GIF of a person kicking

No, really - API documentation generation can help you find edge cases in your test cases.

3. Automation is not always trivial #

We all want automation, and we want it yesterday, because everyone has better things to do than writing API documentation by hand. That said, automation is not always trivial, mainly for one reason - API documentation tools do not see the code as “here is how customers should use it”, but rather “here is what the compiler tells us this is”. API documentation generation tools are typically geared at addressing one key scenario - create documentation in a way that maps 1:1 to the code. This approach does not always map to the idiomatic views that teams hold about their own code.

To give you a good example here, consider fluent APIs - a way to chain API calls in a structured way. Standard API documentation tooling has no idea whatsoever what fluent is - it sees every single link in the chain as entity out of context of the larger set of actions. While this is a true representation from a code perspective, it’s not how developers or consumers see it.

When automating API documentation generation, you always need to account for customer intent in addition to mapping code to HTML pages.

4. Not all doc generation tools are created equal #

Our .NET documentation tool, mdoc, supports versioning out-of-the-box. This means we can document several APIs at once and differentiate them by the package or SDK version. No other tools in our stack do that today - we use JSDoc and TypeDoc - for both, versioning is not built-in, and we have to have DocFX structure the generated content in a way that ensures that our customers can pick different product versions in the UI. This just one of the many examples of how even the industry-standard tools can fall short of your (and your customers’) expectations, so be ready to put in extra work beyond what is handed to you as an artifact post-build.

5. Formal and standard models are going to save your life #

The aforementioned mdoc generates documentation in ECMAXML. If we take a look at JavaDoc, we will see it’s outputting things to HTML. Sphinx generates Python-related documentation in ReStructured Text (wow, I just had to put a link to SourceForge). If you work with teams that work across platforms, you will end up with a smorgasbord of different UIs and templates, because every tool likes to be special and generate documentation in its own way. Every time you send your customers to different documentation segments, they will have to re-learn things - your customers don’t care about what tools you used to generate documentation, but they do care about a consistent experience. In DocFX, we are moving to what we refer to as Schema-driven Document Processor, that allows us to move the proprietary formats upstream, away from customers’ eyes, and produce a single YAML structure that is representative of DocFX expectations, therefore allowing us to make the overall user experience very consistent (and trust me, it makes the frontend devs’ life so much easier).

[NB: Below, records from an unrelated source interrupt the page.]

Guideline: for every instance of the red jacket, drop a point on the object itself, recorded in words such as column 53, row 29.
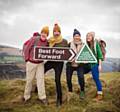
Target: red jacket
column 29, row 50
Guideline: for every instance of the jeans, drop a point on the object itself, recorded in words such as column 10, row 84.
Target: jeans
column 57, row 66
column 69, row 73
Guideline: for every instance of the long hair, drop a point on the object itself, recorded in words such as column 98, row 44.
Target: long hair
column 91, row 43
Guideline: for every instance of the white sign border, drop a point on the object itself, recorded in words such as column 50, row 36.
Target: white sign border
column 76, row 60
column 71, row 50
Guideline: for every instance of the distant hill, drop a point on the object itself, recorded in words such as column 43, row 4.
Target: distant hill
column 7, row 50
column 11, row 55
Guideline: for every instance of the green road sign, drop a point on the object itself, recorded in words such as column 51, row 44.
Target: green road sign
column 85, row 55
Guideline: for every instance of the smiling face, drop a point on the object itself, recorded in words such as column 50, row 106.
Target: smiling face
column 89, row 37
column 77, row 37
column 56, row 33
column 43, row 36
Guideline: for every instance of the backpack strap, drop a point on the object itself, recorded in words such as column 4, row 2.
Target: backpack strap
column 36, row 41
column 95, row 43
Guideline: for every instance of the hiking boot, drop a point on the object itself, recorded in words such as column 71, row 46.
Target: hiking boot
column 69, row 96
column 99, row 97
column 58, row 103
column 24, row 100
column 43, row 101
column 82, row 95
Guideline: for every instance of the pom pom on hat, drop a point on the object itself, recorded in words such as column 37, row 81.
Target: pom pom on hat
column 45, row 29
column 56, row 28
column 76, row 32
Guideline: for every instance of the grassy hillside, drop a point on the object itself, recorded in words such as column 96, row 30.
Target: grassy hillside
column 11, row 92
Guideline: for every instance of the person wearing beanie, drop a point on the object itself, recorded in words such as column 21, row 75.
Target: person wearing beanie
column 76, row 44
column 95, row 68
column 35, row 68
column 56, row 41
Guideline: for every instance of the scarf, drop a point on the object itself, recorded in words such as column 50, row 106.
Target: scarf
column 54, row 40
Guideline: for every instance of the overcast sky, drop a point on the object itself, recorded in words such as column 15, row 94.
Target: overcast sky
column 20, row 18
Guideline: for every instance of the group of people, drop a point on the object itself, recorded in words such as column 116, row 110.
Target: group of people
column 37, row 69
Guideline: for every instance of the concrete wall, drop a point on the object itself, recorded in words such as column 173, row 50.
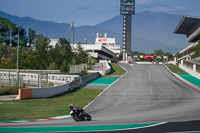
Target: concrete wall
column 49, row 91
column 102, row 72
column 28, row 93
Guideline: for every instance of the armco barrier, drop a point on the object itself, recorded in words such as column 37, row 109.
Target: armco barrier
column 25, row 93
column 49, row 91
column 28, row 93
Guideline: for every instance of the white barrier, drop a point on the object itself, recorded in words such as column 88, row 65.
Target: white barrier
column 49, row 91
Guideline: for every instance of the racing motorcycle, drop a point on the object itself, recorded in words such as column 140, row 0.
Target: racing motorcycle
column 80, row 115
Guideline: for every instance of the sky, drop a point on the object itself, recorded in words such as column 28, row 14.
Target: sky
column 91, row 12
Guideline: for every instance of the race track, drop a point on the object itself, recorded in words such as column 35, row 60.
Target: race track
column 146, row 94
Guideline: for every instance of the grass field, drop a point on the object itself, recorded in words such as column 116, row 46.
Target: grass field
column 175, row 69
column 52, row 107
column 45, row 108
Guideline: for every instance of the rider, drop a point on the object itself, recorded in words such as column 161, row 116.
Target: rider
column 75, row 108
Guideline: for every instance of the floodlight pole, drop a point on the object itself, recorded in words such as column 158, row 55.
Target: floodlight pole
column 10, row 37
column 18, row 49
column 72, row 27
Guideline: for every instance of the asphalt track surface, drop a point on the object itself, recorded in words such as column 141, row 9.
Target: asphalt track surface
column 146, row 94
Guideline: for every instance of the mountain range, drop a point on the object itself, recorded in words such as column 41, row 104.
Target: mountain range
column 150, row 31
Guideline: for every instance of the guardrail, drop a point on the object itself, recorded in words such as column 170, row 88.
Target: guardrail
column 27, row 93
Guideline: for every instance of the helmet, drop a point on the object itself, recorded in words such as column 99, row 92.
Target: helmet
column 71, row 105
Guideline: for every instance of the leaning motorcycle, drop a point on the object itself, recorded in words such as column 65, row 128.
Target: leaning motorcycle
column 80, row 116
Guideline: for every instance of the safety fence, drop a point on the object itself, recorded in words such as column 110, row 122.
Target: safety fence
column 78, row 68
column 198, row 68
column 193, row 68
column 83, row 79
column 23, row 79
column 188, row 64
column 31, row 93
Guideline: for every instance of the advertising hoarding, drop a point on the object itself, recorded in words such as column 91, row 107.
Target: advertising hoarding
column 127, row 10
column 127, row 2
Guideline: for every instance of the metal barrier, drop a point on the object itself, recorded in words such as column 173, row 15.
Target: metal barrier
column 83, row 79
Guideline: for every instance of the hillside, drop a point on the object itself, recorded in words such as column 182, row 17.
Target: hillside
column 150, row 30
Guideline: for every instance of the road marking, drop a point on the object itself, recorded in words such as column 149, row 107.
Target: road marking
column 81, row 128
column 150, row 88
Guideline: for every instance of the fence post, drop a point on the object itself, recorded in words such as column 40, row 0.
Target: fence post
column 194, row 67
column 0, row 81
column 9, row 78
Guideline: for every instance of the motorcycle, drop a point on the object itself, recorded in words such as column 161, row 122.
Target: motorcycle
column 78, row 115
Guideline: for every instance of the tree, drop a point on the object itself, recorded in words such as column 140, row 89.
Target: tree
column 5, row 27
column 197, row 51
column 158, row 52
column 82, row 56
column 42, row 45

Bonus: Don’t generate from source if you can #

When your customers download your SDK or package, where do you think they are downloading that from? You will rarely find someone who goes to your GitHub repo, compiles the SDK, and then will integrate that in their code (if you are one of those people, I am willing to get you a coffee and chat more on the phone or in person to understand why). Most people download a package off of npm, NuGet or Maven, and will be on their way. So what is the problem with documenting from source, you ask? Simple - the source is in-flow, and the package is not. When you generate API docs snapped to a version of a package, you get documentation generated for what customers will see. That is often not the case with source code.

And with documentation tools being able to ingest XML (and other) types of comments directly from packages makes your life that much simpler. Also makes versioning docs that much simpler. So don’t document source - document snapshots, that are more often than not, public distributions of your API in the form of packages.

Steven Colbert asking if that’s it

I will likely revisit this post in a year, and put together a follow-up with just how much things changed since.